Incorrect system time after suspending

when i start my system (hp spectre x360) after suspension. the system time is usually incorrect. i’ve recently reinstalled my system, after this reinstall it started showing this behaviour which it didnt before.
If i run sudo hwclock -s the time gets corrected until i suspend again. if automatic time sync and automatic timezone are on this behaviour still occurs.
edit: i’m not 100% certain this only happens after a system suspends or if it always happens. but but after a start after suspension is usually when i notice it

What is the output of timedatectl?

               Local time: Wed 2023-04-19 12:14:41 CEST
           Universal time: Wed 2023-04-19 10:14:41 UTC
                 RTC time: Wed 2023-04-19 10:14:46
                Time zone: Europe/Amsterdam (CEST, +0200)
System clock synchronized: no
              NTP service: active
          RTC in local TZ: yes

Warning: The system is configured to read the RTC time in the local time zone.
         This mode cannot be fully supported. It will create various problems
         with time zone changes and daylight saving time adjustments. The RTC
         time is never updated, it relies on external facilities to maintain it.
         If at all possible, use RTC in UTC by calling
         'timedatectl set-local-rtc 0'.

i saw the warning and changed timedatectl set-local-rtc 0. but the system then still shows the incorrect time and hwclock -s doesn’t fix it anymore
edit: the universal time is actually the correct time for me @computersavvy

the time difference has now gotten even worse

youpie@fedora ~> timedatectl
               Local time: Wed 2023-04-19 17:00:08 CEST
           Universal time: Wed 2023-04-19 15:00:08 UTC
                 RTC time: Wed 2023-04-19 15:01:53
                Time zone: Europe/Amsterdam (CEST, +0200)
System clock synchronized: no
              NTP service: active
          RTC in local TZ: yes

i dont see the correct time located anywhere( 1pm)

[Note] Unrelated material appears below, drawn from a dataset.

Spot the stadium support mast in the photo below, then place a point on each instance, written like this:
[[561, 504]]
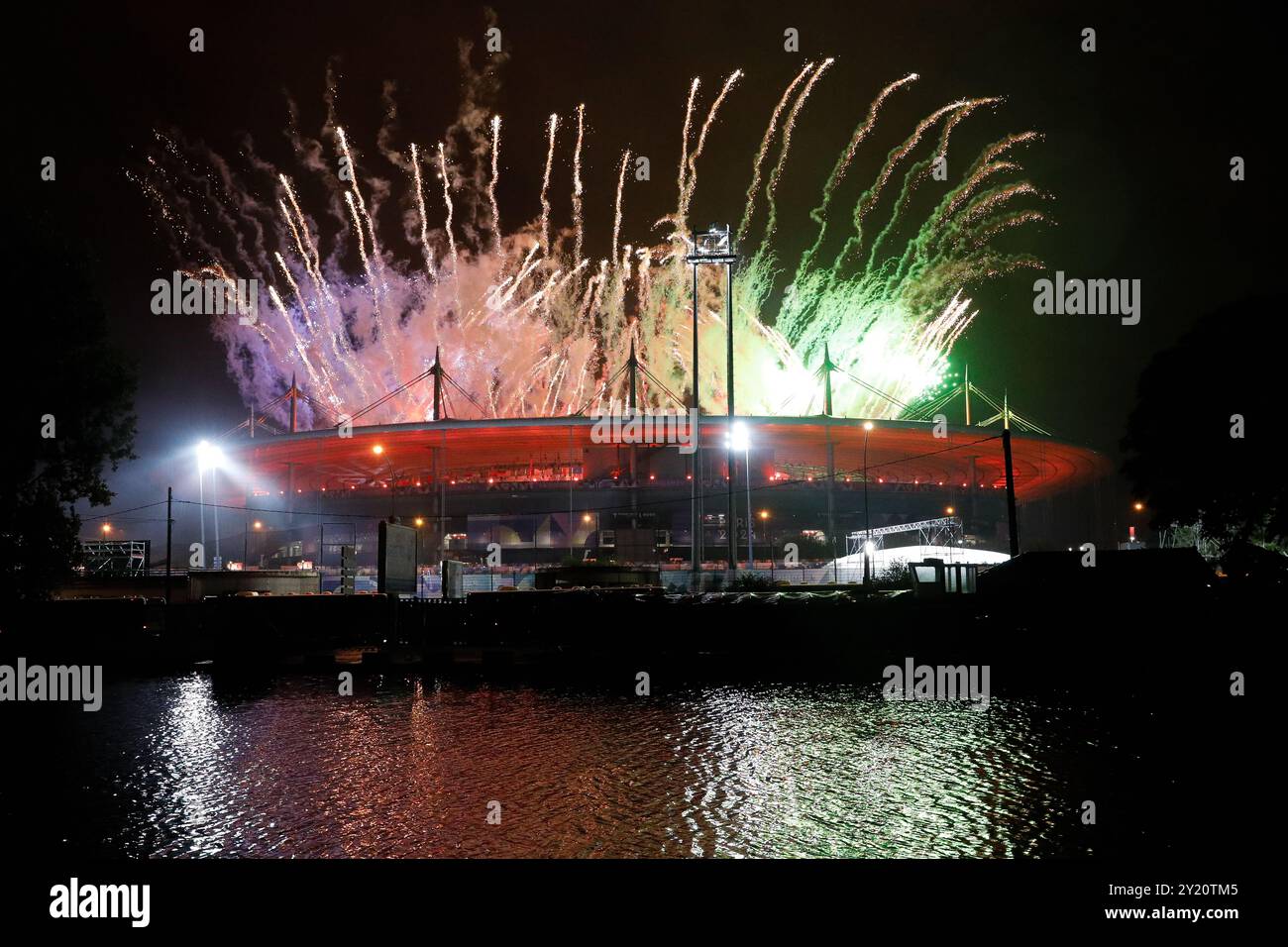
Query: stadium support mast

You can try replacing chronyd with systemd-timesyncd:

sudo systemctl --now disable chronyd.service 
sudo systemctl --now enable systemd-timesyncd.service

that seems to fix it, thanks. I dont know why tho haha

This shows that the system clock (RTC) is not set to UTC. It appears for your local time to be 1 pm, that the UTC/RTC settings should be 11 am (11:00) but the above shows 15:00, or 3 PM, which would throw everything off by 4 hours.

Are you sure that the time should show as 1 pm local time? If so then the RTC setting seems off by quite a bit.

after a quick restart the problem is back, yes when i wrote that post the time was actually 1 am.
if i run timedatectl again this is the output

               Local time: Thu 2023-04-20 10:49:09 CEST
           Universal time: Thu 2023-04-20 08:49:09 UTC
                 RTC time: Thu 2023-04-20 08:49:11
                Time zone: Europe/Amsterdam (CEST, +0200)
System clock synchronized: no
              NTP service: active
          RTC in local TZ: no

the current time is 8:49, not 10:49. although the rtc seems to have corrected itself. I really don’t understand why it says the universal time is my time and then just adds two hours to it. Does the NTP server respond with the incorrect time or something?

This error seems to be originating in the bios. When you enter the bios setup what time does it show?

If the bios time shows as local then it may explain all the angst. Bios should be set to UTC and that is the first place to look for this type of issue. Once the bios time is correct then the rest can be worked on within the OS.

When difference between the system (UTC) setting and NTP time is mismatched by more than a few minutes the system is unable to synchronize times.

I see that in post #2 above your system said the RTC was set to local time. Since that was 2 hours off from UTC and so far you have not stated that it has been reset to UTC I am leaning toward the need to reset the system (BIOS) time to match UTC (which can only be done within the bios setup).

The RTC clock should be set to two hours earlier that your wall clock time. Then the NTP can keep the clock in sync with the time servers.

When the kernel wakes from suspend, it has the set the current time from the RTC clock, and perhaps it assumes that the RTC clock is in UTC time. At least that was the case several years ago.